Ogni volta che viene avviata una riforma, qualunque sia il suo oggetto, la Pubblica amministrazione si divide e si stratifica. Da un lato c’è un atteggiamento burocratico di chi in prima battuta cerca l’interpretazione che consenta di affermare che la nuova norma si applica per tutti ma non per il proprio ente, e ci si chiama così fuori dal perimetro di applicazione. Poi ci si interroga su quali sono le sanzioni se non si dovesse applicare la norma e infine se proprio si deve fare qualche cosa, ci si appiattisce sull’adempimento facendo il minimo indispensabile senza stravolgere troppo l’esistente. Questo atteggiamento, di cui è ricca la cronaca delle riforme della nostra Pa, va sotto il nome di “rispetto dell’adempimento senza riformare nulla”: distillato di burocrazia pura.

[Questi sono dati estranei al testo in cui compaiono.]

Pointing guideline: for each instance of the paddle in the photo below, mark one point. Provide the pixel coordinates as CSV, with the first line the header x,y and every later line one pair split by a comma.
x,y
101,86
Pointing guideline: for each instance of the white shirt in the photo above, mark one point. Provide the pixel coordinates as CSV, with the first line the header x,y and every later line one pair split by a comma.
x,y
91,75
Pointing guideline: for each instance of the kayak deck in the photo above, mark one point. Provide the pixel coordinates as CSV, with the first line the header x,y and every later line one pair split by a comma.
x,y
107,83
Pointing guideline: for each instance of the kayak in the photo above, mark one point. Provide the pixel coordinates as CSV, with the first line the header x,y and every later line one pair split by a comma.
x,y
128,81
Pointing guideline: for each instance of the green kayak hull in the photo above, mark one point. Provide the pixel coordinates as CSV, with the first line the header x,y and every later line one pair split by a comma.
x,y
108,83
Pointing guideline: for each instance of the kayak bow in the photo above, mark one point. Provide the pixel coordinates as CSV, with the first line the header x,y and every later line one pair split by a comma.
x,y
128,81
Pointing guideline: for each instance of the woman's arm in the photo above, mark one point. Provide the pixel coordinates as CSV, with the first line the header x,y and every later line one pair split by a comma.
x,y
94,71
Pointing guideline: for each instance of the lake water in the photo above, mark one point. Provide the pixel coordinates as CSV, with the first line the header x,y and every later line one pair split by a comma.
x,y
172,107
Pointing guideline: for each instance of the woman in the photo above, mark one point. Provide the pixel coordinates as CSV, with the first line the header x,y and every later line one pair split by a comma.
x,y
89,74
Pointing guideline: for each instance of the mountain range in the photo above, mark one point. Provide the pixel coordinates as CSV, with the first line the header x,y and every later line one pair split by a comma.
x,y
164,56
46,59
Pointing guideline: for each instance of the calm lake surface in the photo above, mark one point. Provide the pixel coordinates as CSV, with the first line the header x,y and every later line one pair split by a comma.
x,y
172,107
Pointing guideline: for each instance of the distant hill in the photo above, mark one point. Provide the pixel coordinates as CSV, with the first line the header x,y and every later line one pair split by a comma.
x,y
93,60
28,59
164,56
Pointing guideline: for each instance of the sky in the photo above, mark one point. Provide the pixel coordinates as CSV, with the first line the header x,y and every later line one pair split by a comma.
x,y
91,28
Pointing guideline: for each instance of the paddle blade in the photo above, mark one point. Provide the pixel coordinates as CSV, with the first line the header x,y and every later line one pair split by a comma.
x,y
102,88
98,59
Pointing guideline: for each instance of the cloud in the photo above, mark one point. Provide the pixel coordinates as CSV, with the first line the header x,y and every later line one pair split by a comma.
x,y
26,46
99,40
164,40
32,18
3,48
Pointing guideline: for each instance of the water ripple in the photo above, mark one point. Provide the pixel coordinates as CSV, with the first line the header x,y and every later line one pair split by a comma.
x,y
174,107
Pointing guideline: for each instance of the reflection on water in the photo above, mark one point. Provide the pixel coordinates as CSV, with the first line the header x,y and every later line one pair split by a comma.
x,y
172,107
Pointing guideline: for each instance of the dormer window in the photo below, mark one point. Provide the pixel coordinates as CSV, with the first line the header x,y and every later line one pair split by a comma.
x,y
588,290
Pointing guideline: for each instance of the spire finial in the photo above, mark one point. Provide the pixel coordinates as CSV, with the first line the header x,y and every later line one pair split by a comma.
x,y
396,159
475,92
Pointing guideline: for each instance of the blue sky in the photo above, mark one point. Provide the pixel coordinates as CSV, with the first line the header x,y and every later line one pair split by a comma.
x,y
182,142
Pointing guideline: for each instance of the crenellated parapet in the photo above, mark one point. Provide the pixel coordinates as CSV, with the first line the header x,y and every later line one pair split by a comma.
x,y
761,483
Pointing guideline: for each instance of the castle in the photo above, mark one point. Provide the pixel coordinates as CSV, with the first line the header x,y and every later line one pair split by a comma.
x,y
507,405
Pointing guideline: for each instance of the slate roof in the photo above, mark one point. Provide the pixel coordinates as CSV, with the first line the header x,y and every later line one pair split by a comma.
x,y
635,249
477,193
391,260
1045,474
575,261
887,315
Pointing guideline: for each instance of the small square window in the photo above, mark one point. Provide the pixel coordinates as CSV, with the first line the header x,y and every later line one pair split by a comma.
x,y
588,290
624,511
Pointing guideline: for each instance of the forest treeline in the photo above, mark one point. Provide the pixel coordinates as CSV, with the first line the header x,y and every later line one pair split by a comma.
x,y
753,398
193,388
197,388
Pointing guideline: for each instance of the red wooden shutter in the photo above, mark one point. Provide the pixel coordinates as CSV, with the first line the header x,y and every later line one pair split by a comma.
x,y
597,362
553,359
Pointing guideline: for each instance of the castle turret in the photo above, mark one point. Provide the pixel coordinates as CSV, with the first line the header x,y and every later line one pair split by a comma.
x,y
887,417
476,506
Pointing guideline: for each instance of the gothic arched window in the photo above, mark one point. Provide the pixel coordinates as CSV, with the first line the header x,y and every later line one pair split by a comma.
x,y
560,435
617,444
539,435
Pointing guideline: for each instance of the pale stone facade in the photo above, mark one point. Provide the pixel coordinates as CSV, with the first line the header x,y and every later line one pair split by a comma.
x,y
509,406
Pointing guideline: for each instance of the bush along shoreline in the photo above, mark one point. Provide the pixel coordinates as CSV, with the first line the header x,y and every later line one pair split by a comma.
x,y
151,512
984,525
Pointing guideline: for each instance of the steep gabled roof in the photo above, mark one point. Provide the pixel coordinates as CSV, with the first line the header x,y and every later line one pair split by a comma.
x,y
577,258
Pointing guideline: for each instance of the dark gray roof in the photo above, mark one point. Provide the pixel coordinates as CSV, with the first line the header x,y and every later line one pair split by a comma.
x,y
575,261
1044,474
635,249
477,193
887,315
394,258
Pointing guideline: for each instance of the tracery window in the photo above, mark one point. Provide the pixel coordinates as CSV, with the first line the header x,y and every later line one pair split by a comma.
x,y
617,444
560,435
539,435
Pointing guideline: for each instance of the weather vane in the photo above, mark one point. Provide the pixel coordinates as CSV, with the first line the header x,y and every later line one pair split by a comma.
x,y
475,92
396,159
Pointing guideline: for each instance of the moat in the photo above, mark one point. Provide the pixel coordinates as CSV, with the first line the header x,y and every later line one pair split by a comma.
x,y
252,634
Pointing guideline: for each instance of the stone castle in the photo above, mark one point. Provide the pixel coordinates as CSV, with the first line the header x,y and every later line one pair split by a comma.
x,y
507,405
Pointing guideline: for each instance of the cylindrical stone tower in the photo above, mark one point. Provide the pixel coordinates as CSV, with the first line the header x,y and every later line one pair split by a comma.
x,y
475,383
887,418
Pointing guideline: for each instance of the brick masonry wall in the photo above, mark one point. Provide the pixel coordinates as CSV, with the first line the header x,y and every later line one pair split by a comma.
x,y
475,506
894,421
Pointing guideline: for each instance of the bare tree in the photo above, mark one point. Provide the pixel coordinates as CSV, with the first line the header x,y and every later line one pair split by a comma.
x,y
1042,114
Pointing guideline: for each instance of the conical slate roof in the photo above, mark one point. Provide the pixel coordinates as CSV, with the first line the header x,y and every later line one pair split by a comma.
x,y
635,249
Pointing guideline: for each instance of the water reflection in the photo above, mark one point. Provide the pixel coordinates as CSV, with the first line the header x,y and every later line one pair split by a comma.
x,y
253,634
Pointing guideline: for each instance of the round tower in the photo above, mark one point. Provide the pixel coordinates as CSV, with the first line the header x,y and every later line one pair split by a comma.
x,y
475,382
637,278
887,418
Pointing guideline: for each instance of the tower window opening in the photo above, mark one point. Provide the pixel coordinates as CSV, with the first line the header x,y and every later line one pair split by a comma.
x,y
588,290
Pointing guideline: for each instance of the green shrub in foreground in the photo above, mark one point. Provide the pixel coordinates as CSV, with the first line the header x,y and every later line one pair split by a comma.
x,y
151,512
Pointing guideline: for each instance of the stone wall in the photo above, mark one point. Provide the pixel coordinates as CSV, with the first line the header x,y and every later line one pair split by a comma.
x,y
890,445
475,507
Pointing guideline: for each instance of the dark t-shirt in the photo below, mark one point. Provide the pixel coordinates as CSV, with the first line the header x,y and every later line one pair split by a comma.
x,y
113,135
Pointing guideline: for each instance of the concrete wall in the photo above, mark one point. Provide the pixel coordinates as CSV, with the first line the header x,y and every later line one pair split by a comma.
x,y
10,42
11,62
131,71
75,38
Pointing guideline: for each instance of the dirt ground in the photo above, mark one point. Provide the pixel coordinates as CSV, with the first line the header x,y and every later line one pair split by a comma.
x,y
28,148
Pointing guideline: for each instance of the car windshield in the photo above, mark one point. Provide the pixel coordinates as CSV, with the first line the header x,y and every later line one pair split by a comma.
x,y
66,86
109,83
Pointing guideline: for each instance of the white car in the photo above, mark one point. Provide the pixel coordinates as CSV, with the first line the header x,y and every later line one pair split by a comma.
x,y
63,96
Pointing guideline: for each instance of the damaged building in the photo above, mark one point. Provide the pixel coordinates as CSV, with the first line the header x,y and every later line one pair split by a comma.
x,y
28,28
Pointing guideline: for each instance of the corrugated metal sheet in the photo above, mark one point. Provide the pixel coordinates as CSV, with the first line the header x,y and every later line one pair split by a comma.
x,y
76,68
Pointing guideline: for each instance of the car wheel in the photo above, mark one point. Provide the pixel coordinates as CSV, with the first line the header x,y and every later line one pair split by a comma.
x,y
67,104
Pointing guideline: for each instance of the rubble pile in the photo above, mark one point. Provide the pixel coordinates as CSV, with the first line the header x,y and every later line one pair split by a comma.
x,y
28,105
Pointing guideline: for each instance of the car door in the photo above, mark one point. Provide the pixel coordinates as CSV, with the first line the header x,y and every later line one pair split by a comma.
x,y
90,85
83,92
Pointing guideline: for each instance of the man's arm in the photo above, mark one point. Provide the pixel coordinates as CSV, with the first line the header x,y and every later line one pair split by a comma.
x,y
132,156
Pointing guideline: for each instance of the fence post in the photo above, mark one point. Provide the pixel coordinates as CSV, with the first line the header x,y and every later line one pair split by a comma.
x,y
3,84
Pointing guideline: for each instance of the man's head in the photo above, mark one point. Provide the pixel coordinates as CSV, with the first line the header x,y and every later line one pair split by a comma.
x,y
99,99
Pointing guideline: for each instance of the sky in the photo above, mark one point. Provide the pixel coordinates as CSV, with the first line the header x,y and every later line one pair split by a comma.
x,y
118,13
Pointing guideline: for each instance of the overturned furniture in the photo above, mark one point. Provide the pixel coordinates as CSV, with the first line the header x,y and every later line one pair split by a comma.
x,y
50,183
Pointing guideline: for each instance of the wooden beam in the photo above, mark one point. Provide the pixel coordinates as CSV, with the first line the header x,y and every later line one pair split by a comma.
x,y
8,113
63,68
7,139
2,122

LE CAMERE DI COMMERCIO E LE NORME DI RIFORMA
Fortunatamente, esistono però altre amministrazioni che invece leggono le norme di riforma non come una minaccia organizzativa, ma come l’occasione per fare e per innovare. Le Camere di commercio sono tra queste: si sfrutta la norma per rendere urgente ciò che prima era solo importante sapendo che l’innovazione marcia sempre sulle gambe delle esigenze e non su quelle delle norme. Ma le norme nel nostro ordinamento comunque servono e danno titolo a fare.
I PIONIERI, GLI IMITATORI E GLI INERTI
Questi due atteggiamenti opposti consentono di segmentare gli enti e le famiglie professionali che al loro interno operano in tre grandi categorie: “i pionieri”, “gli imitatori” e “gli inerti”. I primi sono gli apripista, gli innovatori per Dna culturale, i secondi quelli che seguono, copiano e adattano e infine gli ultimi sono quelli con il freno a mano tirato, quelli che aspettano, per dirla alla Eduardo, che passi la nottata, che cambi il ministro, che la cosa rientri, che un ricorso blocchi tutto.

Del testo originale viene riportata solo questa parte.